Tomas Doran wrote:
Matthew Knopp wrote:

Interestingly I can "fix" the problem by setting PAR_CLEAN=1. A


This also fixes the problem I was having with Class::DBI that I reported to the list a week or two ago.

Is there any easy way to set the PAR_CLEAN variable from within my module(s) so that PAR picks it up?

I tried a dumb: $ENV{PAR_CLEAN} = 1; at the top of my module, this gave me no joy..

I also tried the more devious (but equally fruitless):

use PAR;
package PAR;
local $ENV;
$ENV{PAR_CLEAN} = 1;

package MyPackage;

which has the same lack of effects.

An alternative would be to specify clean: 1 in my Meta.YAML file for my module .par files, however: a) I can't do that and trivially build modules with par.pl -p (as it doesn't support this feature)
b) That is overridden by PAR_CLEAN anyway..

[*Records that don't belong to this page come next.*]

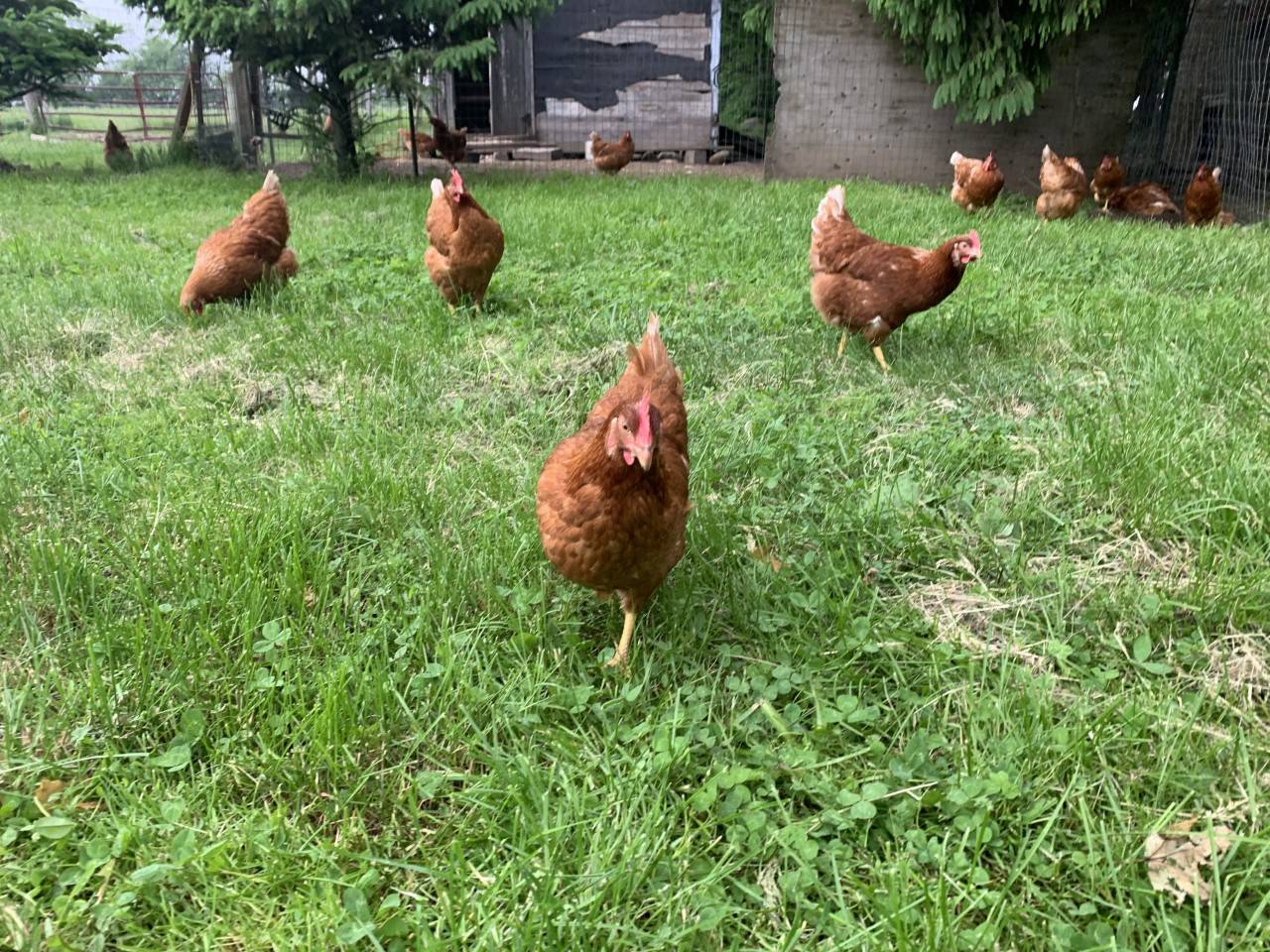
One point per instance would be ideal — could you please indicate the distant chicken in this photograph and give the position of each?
(1062, 185)
(1106, 178)
(1205, 197)
(1146, 199)
(118, 157)
(869, 287)
(466, 244)
(612, 499)
(423, 144)
(611, 157)
(250, 249)
(975, 182)
(451, 144)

Any hints (or fix to the root cause) would be appreciated ;)

Cheers
Tomas
The statement below

    $ENV{PAR_GLOBAL_CLEAN} = 1;

is copied from a test in ...PAR-0.89\contrib\automated_pp_test\automated_pp_test.pl
where such things get a little bit of testing.

Unfortunately this is not the $ENV{PAR_CLEAN} you are discussing, so it may not stop the infinite loop. If all else fails you may want to try it anyway. There is also the -C flag, as in

system pp -C -o foo foo.pl

If you do try it, here is part of a pasted note from the said file:
  # Notes:  PAR_GLOBAL_CLEAN overides -C. If you set
  #         PAR_GLOBAL_CLEAN to 1 or 0, -C doesn't do anything.
  #         If -C does work, it creates temp-pid dirs, ...

I hope the -C and/or the PAR_GLOBAL_CLEAN thing works. At least until a real fix comes along.